Pacing the S&P 500, Tesla shares rose 9.8%, or $72.62, to $815.12 after reporting quarterly earnings that exceeded expectations. The electric carmaker, however, also posted its first drop in quarterly profit in more than a year.
Stocks have stabilized over the past few sessions, rebounding from a difficult start to the second half of 2022 and putting the three main indexes on track to notch gains on the week and for July. Companies, including Netflix and Tesla, have reported strong earnings, giving investors more confidence to snap up previously rejected stocks.

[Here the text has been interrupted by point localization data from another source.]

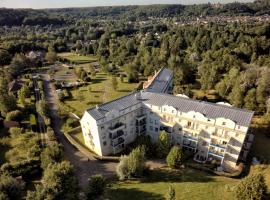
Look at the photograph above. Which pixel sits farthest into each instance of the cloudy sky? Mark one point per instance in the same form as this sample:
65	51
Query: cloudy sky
84	3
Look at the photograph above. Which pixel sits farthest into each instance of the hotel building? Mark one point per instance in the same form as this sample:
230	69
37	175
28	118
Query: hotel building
214	132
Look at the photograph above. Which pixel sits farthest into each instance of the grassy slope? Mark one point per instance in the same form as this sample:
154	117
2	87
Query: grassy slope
84	99
191	184
73	57
188	184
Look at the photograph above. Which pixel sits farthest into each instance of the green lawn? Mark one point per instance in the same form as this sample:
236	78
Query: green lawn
188	184
76	58
84	99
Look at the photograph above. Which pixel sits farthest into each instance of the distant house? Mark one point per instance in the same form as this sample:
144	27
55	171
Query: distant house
36	55
11	124
14	86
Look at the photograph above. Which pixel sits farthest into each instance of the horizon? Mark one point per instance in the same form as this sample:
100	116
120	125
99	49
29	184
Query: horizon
49	4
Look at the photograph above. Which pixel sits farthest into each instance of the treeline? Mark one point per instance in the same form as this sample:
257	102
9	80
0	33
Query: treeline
18	17
11	17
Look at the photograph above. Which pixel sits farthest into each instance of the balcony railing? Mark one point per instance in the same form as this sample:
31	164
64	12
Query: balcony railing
117	127
218	145
216	153
141	117
119	142
117	134
141	122
189	137
189	146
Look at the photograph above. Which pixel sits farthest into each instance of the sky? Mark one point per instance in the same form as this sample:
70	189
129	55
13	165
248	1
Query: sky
88	3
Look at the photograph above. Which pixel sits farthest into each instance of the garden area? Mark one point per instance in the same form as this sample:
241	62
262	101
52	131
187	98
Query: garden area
100	90
76	58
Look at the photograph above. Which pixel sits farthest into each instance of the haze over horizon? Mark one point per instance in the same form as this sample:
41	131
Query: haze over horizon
91	3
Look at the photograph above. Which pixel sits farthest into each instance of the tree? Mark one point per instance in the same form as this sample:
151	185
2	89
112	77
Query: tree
170	194
236	96
250	99
132	165
18	64
10	188
15	115
96	186
51	55
59	182
251	187
114	83
175	157
5	57
51	154
163	144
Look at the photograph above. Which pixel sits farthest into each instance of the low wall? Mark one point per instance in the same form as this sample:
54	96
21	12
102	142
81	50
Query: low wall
84	149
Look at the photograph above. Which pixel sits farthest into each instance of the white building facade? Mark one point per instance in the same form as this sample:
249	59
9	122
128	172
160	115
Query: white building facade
213	132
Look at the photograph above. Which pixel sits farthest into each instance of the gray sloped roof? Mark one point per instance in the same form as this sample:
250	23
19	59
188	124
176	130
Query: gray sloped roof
210	110
117	104
161	81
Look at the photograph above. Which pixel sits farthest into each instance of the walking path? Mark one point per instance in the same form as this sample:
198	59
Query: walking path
84	165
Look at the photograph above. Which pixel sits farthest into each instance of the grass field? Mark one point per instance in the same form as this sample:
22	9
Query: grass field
188	184
84	99
193	184
78	59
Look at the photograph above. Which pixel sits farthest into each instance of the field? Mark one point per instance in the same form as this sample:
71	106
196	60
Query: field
193	184
78	59
99	91
188	184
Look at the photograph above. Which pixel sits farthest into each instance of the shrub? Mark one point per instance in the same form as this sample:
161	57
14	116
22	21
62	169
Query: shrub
87	79
10	188
15	115
163	145
175	157
15	131
251	187
96	186
132	165
170	194
122	168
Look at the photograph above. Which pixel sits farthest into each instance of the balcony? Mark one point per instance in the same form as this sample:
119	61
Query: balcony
117	134
141	130
141	117
117	127
190	137
216	153
189	146
141	122
119	141
218	145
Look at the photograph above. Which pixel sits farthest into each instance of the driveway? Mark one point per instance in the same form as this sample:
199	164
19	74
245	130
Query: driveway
84	166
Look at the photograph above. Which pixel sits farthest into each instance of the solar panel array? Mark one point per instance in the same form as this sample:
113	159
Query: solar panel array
209	110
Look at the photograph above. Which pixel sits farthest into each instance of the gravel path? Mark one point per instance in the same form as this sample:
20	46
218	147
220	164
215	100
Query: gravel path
84	166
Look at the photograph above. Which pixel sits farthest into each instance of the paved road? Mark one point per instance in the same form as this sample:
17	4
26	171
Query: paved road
84	166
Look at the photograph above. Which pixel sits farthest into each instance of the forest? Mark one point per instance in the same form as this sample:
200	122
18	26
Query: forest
18	17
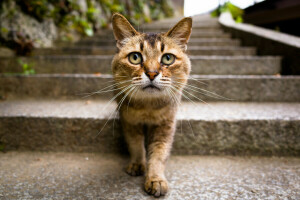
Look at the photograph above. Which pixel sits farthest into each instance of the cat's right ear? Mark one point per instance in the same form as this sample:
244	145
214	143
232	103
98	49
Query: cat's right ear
122	28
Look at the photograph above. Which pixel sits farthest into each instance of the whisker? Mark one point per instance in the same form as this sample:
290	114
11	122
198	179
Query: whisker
112	99
108	87
210	94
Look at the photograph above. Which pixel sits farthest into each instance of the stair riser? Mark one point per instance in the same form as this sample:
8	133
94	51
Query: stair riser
102	64
250	137
193	35
238	89
191	43
111	51
167	26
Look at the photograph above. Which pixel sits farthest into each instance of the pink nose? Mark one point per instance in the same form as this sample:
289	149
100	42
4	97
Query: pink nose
152	74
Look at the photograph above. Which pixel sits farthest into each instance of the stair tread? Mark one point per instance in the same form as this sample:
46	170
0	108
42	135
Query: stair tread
35	175
261	88
101	109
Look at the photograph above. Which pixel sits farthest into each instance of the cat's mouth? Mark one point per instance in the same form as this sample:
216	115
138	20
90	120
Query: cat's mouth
151	87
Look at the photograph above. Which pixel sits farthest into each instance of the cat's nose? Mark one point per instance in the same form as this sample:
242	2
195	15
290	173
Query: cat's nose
152	74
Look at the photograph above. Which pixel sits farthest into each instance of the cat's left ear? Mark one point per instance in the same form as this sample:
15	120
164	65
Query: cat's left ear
122	28
181	32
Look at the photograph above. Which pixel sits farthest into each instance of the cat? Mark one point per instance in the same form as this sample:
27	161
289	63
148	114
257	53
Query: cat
150	71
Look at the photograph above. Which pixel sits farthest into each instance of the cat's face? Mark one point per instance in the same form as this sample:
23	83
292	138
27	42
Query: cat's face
151	65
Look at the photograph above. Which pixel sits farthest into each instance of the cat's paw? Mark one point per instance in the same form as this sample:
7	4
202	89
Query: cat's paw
156	186
136	169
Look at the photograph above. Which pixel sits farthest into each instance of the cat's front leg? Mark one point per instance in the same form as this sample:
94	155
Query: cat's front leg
159	146
134	137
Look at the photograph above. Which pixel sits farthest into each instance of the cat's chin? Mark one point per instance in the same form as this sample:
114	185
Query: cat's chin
151	88
151	91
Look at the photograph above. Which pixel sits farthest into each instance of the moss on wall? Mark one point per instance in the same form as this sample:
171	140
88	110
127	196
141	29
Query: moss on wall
71	18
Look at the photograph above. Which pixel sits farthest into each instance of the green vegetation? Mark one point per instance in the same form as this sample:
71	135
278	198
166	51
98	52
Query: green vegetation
70	18
235	11
87	16
27	68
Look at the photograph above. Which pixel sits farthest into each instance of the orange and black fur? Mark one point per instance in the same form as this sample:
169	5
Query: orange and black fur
150	71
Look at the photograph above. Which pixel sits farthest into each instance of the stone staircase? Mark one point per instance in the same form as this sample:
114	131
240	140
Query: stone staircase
249	110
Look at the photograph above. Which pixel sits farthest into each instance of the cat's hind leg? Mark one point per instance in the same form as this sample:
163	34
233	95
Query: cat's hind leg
134	137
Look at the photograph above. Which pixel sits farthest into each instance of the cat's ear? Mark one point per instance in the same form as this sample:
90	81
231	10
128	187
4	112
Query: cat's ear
181	31
122	28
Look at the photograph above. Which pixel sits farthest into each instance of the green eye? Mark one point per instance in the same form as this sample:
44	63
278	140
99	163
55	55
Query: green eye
168	59
135	58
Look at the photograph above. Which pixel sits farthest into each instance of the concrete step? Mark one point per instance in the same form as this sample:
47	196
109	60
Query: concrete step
196	34
37	175
159	29
222	65
90	126
231	87
192	42
87	50
200	25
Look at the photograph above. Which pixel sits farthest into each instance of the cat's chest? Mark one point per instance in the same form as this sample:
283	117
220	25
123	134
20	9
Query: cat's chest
148	115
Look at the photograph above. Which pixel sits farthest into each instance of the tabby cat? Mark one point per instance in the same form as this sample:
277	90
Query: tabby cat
150	71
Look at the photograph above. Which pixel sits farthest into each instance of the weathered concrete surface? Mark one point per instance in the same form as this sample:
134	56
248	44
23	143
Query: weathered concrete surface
193	50
234	65
233	87
27	175
90	126
192	42
267	41
217	33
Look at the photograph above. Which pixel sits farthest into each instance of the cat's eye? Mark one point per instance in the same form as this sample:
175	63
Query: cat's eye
135	58
168	59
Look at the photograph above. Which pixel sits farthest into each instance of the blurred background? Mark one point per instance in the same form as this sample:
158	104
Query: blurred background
26	24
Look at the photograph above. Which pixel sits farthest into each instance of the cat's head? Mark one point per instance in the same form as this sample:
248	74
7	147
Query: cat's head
151	64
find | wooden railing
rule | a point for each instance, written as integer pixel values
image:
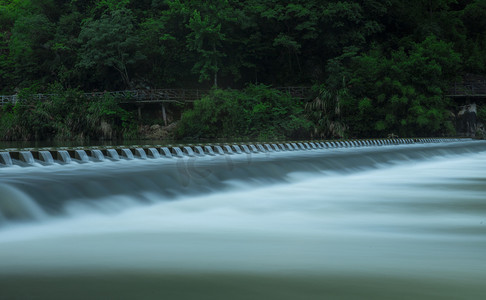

“There’s slightly more bullishness around the growth space than there was a couple of months ago,” said Edward Park, chief investment officer at Brooks Macdonald.
Yet some investors say they anticipate continued volatility. “The big question is if we have a big earnings recession that’s coming early 2023,” Mr. Park said.
Thursday also delivered a flood of disappointing corporate dispatches.
Shares of AT&T dropped $1.56, or 7.6 percent, to $18.92 after the company lowered its 2022 estimate for free cash flow. Verizon Communications dropped $1.41, or 2.9 percent, to $47.66, the worst performer in the blue-chip Dow.
Airline shares slumped, too. United Airlines, which warned about the impact of raising fuel prices, dropped $4.24, or 10 percent, to $37.44. American Airlines dropped $1.13, or 7.4 percent, to $14.08 after it reported a profit that was weaker than analysts had been expecting.
Shares of cruise lines slid after Carnival announced plans to sell $1 billion of new stock. Carnival dropped $1.24, or 11 percent, to $9.85 and had the most notable decline in the S&P 500. Shares of Royal Caribbean Group and Norwegian Cruise Line Holdings were also among the index’s biggest losers.
The U.S. currency has been on a tear this year. The WSJ Dollar Index, which gauges the U.S. currency against a basket of 16 others, is 1.7% higher this month and 10% this year.
Some companies have seen their earnings nicked by a strong dollar of late. When the value of the dollar rises relative to other currencies, it makes American products more expensive overseas, so international sales take a hit.
It has also placed a damper on commodities prices, including a recent bridle on the bull run in oil and metals and the gentle release of inflationary pressures.
“You’re hearing some of the talk in earnings season about the strength of the dollar and where the consumer is, but that’s been muted,” said Jeff Kilburg, the chief investment officer at Sanctuary Wealth. “We are just seeing the strength of the dollar truly offsetting inflation.”